Soon the conductor came walking down the aisle and he took everybody’s ticket. He was a very grand-looking man; he was tall, and stout, and he had a beautiful blue uniform on. He soon came to the seat where Charlie and his Daddy were sitting, and he took the tickets. Yes, the conductor took all the tickets and he stuck Charlie’s Daddy’s ticket in his hatband, but as his Mother and his Auntie had no hatbands, he stuck their tickets into the top of the seat in front of them. Then he took Charlie’s ticket, and he stuck it in Charlie’s hatband. Charlie felt very proud, and he would not take his hat off. No, he kept his hat on all the time because he wanted everybody to see that he had a ticket in his hatband just like all the other men.
Then Charlie said to his Daddy, “Daddy, what ex-act-ly makes the train go?”
And his Daddy said, “It’s the steam that makes the engine work, and it is the engineer and the fireman who look after the steam and the engine.” Then Charlie said, “What I want to know is ex-act-ly what the fireman and the engineer do when they are making the engine go.”
But what do you think? His Daddy did not know ex-act-ly what they did—he said that he had never ridden on an engine in his life, so how could he know what they did? And Charlie’s Mother and his Auntie did not know either. That was very surprising.

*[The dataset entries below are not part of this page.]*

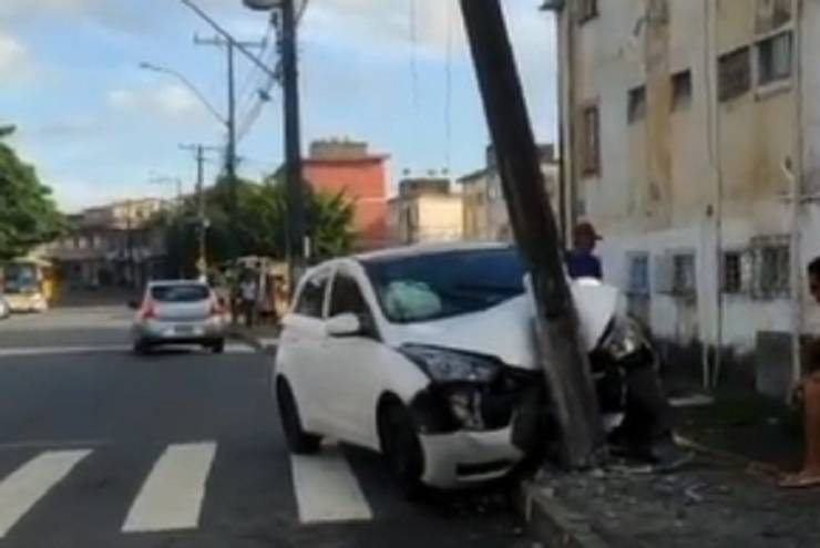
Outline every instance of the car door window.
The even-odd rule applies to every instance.
[[[334,280],[334,290],[330,293],[330,317],[352,313],[369,317],[370,309],[361,294],[359,282],[348,275],[339,272]]]
[[[338,272],[334,279],[334,288],[330,292],[330,311],[332,318],[339,314],[356,314],[363,328],[363,334],[371,339],[379,339],[378,328],[370,312],[370,306],[361,292],[361,286],[356,279],[344,272]]]
[[[297,314],[321,319],[327,282],[328,276],[326,273],[314,276],[305,282],[296,303]]]

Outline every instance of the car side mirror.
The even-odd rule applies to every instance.
[[[325,329],[327,334],[330,337],[355,337],[362,332],[359,317],[351,313],[339,314],[330,318],[327,321]]]

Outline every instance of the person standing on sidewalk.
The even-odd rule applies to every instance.
[[[820,304],[820,257],[809,263],[809,291]],[[798,384],[796,393],[803,404],[804,458],[803,468],[787,476],[781,487],[820,486],[820,339],[814,339],[803,353],[808,374]]]
[[[245,325],[253,328],[254,316],[256,312],[256,299],[258,297],[256,276],[253,271],[245,272],[244,280],[239,286],[239,294],[242,297],[242,311],[245,316]]]

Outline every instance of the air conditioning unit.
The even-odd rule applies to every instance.
[[[562,11],[566,7],[566,0],[544,0],[541,9],[543,11]]]

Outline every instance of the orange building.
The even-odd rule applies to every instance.
[[[316,190],[345,193],[356,207],[358,249],[388,242],[387,155],[370,154],[367,143],[317,141],[303,161],[303,176]]]

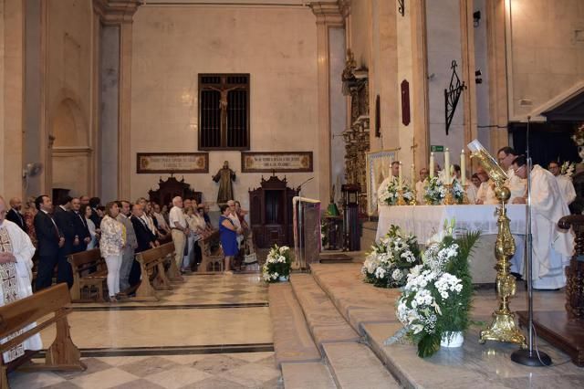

Well, after they had been in the big train for about a whole hour, they came to a station where there were a lot of tracks. This station was called a junction, because there were so many tracks.
Some of the tracks went to the North and some to the South and some to the East and some to the West. The train that Charlie and his Daddy and his Auntie and his Mother were on was going toward the West; but now they wanted to go to the North, so they had to change trains and go on a train that was going toward the North.
The train was already waiting on its own track. It was a very little train, it had only two coaches!
Charlie’s Mother and his Auntie and Jane and Topsy got into the train, and they took Bingo with them, because, as it was such a little unimportant train, the conductor said that Bingo could travel in the day coach instead of being tied up in the baggage car, and Bingo was very glad. But Charlie and his Daddy waited on the platform till it was time for the train to start, and they looked at all the interesting things about them.
Then a man came up. He wore overalls and a peaked cap. And—you never can guess who it was? It was the fireman who helped work the engine of the train they were going to take. And what do you think? The fireman knew Charlie’s Daddy! Yes, the fireman came up to them, and said to his Daddy, “Hello, Bob!” Bob was his Daddy’s name that his Mother and his Auntie always called him! And his Daddy said, “Why—Hello, Bill,” and they shook hands.
Charlie was very much surprised that the fireman and his Daddy knew each other, but it was not so very surprising after all. The fireman lived in the village where Charlie’s Daddy had lived when he was a little boy, and where Charlie and his Mother and his Auntie were going to live for a whole month, and his Daddy and the fireman had gone to the same school when they were little boys!